Other NSA Internet sniffers, he said, operate at busy routers knows as
Mae East (an East Coast hub), Mae West (a West Coast hub), CIX
(reportedly based in San Jose), and SWAB (a northern Virginia router
operated by Bell Atlantic).

Madsen says the NSA may also be monitoring traffic at network access
points, the large Internet gateways operated by regional and
long-distance service providers. The NAPs allegedly under surveillance
are in Pennsauken, NJ (operated by Sprint), Chicago (run by AmeriTech
and Bell Communications Research), and San Francisco (Pacific Bell).

[Quote]
"Madsen claims the NSA has deals with Microsoft, Lotus, and Netscape
to prevent anonymous email."
[quote]

"One senior Federal Government source has reported that NSA has been
particularly successful in convincing key members of the US software
industry to cooperate with it in producing software that makes
Internet messages easier for NSA to intercept, and if they are
encrypted, to decode," Madsen wrote. "A knowledgeable government
source claims that the NSA has concluded agreements with Microsoft,
Lotus and Netscape to permit the introduction of the means to prevent
the anonymity of Internet electronic mail, the use of cryptographic
key-escrow, as well as software industry acceptance of the
NSA-developed Digital Signature Standard (DSS)."

Is the NSA really snooping on the Net? And if they are, would that
violate the agency's charter, which specifically prohibits it from
spying within the US?

"Well, Net traffic is routed from God knows where to God knows where
around the world," says George Washington University Professor Lance
Hoffman, a professor of Communications and Telecommunications Systems
Policy at George Washington University. "So if the NSA is doing this,
they could say they are not violating their charter not to spy in the
US. That's the thing. Intelligent routers send stuff any which way."

End of article.

[RANT MODE ON]

Well, I got a very interesting message the other day, concerning more 
of the same and thought I would pass it along:

It seems that not only is traffic being sucked in, but PGP traffic, easily
identified, is being attacked and broken as well.  All serious discussions 
about cracking PGP refer to "how long" and not "if" it can be broken.  
It seems that there are clever lads making all sorts of jokes about their 
machines and the set up at the major NAP's.

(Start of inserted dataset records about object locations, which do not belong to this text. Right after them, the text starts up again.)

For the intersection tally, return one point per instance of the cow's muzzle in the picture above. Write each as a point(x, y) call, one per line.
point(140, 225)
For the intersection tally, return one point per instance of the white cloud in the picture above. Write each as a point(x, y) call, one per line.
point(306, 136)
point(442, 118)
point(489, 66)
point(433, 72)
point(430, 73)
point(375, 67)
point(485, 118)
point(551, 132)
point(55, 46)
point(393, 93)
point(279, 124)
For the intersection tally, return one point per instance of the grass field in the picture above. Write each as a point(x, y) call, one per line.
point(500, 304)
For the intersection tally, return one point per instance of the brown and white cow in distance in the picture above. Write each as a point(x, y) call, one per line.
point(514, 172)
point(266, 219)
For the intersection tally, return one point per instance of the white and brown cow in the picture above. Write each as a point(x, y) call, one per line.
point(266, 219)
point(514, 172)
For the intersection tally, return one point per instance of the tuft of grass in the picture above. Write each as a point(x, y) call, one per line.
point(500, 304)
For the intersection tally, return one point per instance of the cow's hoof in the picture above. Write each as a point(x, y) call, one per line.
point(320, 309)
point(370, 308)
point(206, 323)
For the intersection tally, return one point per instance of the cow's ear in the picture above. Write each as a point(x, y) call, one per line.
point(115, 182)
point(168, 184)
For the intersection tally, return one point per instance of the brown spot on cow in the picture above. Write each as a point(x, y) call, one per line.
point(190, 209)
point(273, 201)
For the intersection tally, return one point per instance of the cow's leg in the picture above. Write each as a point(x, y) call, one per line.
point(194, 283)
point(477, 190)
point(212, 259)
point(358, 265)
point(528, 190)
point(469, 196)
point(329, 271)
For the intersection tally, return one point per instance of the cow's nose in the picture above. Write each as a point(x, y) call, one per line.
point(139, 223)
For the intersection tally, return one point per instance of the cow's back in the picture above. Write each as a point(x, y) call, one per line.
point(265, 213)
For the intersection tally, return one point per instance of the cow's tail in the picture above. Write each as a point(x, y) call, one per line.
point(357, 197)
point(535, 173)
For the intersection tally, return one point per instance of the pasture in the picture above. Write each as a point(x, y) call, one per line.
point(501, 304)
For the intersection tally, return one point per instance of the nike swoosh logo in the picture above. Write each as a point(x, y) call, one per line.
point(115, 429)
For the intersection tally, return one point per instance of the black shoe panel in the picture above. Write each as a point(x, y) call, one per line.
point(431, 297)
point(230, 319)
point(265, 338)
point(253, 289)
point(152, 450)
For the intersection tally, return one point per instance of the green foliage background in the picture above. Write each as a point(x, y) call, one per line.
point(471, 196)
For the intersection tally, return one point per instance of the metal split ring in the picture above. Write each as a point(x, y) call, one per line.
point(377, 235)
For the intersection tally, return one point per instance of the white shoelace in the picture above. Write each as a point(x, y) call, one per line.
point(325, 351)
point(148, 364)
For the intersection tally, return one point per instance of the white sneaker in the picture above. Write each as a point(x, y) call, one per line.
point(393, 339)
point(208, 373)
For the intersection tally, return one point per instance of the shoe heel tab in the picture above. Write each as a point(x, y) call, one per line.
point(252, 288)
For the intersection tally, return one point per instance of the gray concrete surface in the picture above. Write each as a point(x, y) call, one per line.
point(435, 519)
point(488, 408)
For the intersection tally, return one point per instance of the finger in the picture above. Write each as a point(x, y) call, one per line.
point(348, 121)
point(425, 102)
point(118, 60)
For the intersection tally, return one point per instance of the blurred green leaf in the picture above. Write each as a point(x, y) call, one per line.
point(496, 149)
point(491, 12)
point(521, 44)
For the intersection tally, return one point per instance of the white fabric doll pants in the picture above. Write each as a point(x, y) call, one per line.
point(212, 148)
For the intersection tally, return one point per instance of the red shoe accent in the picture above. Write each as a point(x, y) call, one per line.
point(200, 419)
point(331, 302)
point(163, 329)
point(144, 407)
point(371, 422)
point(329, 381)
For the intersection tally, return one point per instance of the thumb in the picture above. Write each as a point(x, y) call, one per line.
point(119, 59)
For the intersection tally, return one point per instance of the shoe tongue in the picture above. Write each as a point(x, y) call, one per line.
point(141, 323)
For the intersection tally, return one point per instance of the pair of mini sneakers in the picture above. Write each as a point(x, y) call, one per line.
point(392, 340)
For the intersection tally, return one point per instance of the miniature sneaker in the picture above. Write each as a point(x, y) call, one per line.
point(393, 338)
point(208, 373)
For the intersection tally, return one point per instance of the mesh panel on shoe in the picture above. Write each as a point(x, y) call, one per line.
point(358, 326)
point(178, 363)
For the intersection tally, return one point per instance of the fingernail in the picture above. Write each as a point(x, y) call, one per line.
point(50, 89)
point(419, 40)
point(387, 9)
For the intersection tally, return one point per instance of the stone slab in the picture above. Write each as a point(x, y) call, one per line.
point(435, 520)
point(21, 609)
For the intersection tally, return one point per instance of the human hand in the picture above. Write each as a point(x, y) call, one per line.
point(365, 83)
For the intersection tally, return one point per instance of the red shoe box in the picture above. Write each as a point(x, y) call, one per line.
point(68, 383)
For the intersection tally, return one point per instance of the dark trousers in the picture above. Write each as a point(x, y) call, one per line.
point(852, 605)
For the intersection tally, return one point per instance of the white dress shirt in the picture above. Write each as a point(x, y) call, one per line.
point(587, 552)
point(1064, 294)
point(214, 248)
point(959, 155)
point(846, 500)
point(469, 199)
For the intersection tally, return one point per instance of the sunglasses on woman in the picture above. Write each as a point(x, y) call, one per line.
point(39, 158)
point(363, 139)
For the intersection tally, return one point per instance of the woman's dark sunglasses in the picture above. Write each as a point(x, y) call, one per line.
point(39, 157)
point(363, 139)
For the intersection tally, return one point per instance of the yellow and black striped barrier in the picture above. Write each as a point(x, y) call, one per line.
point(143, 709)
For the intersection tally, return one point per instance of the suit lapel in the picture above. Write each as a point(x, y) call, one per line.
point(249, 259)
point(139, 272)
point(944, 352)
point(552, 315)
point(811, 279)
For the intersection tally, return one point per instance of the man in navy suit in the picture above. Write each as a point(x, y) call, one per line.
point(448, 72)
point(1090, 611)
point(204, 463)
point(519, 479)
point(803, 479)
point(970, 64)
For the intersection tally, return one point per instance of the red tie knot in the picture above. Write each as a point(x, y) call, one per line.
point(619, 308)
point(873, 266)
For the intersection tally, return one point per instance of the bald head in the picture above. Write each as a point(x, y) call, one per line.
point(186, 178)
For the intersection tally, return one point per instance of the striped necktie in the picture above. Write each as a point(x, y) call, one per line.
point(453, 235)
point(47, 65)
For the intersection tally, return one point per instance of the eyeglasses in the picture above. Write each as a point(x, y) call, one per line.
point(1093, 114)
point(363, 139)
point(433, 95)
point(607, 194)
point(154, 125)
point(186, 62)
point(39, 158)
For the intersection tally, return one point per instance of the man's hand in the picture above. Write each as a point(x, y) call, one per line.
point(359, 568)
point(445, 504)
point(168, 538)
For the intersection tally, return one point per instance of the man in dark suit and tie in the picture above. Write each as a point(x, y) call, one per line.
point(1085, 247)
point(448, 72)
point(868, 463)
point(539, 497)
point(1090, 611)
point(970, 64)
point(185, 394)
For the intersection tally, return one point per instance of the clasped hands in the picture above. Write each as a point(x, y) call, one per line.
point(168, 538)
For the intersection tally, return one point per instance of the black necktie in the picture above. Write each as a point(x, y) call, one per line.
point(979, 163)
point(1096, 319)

The large cracking computers at these locations, are "..chewing their 
cuds(codes)..."  and so are all named after cows.  Elsie is at Mae-East, 
Elmer elsewhere.  (Named Borden and the Glue peopel respectively.)  
Evidently there are jokes about being tied to Gateways (the NAP's) and 
references to the famous manufacturer in Dakota with the black and 
white shipping boxes.  They may actually have Gateway PC's as front 
end terminals, since Gateway 2K is a large government supplier.  
(Anyone out there know if they have sold any machines to No Such 
Agency?)

At any rate, analysis of PGP traffic appears to take about 9 - 11 months, 
mostly spent waiting on prioritization and jockying for scarce 
computational resources.  Actual cracking of keys takes about 10 days.  
Not sure how much traffic needs to be assembled  to do this effectively.

These fellows are patient though, and have a _lot_ of Hierarchical 
Storage to save messages on until they can get to them.

ALL OF THIS BEING THE CASE, CHANGE YOUR PGP KEYS AS OFTEN 
AS YOU SHOULD CHANGE THE FILTERS ON YOUR FURNACE, AT 
LEAST TWICE A YEAR!  USE THE LONGEST KEY POSSIBLE, 
2048 CAN BE ENTERED WHEN ASKED FROM THE "pgp -kg" PROMPTS.

I am now revoking my current key and posting a new one.  Please update 
your key rings if you have my public key.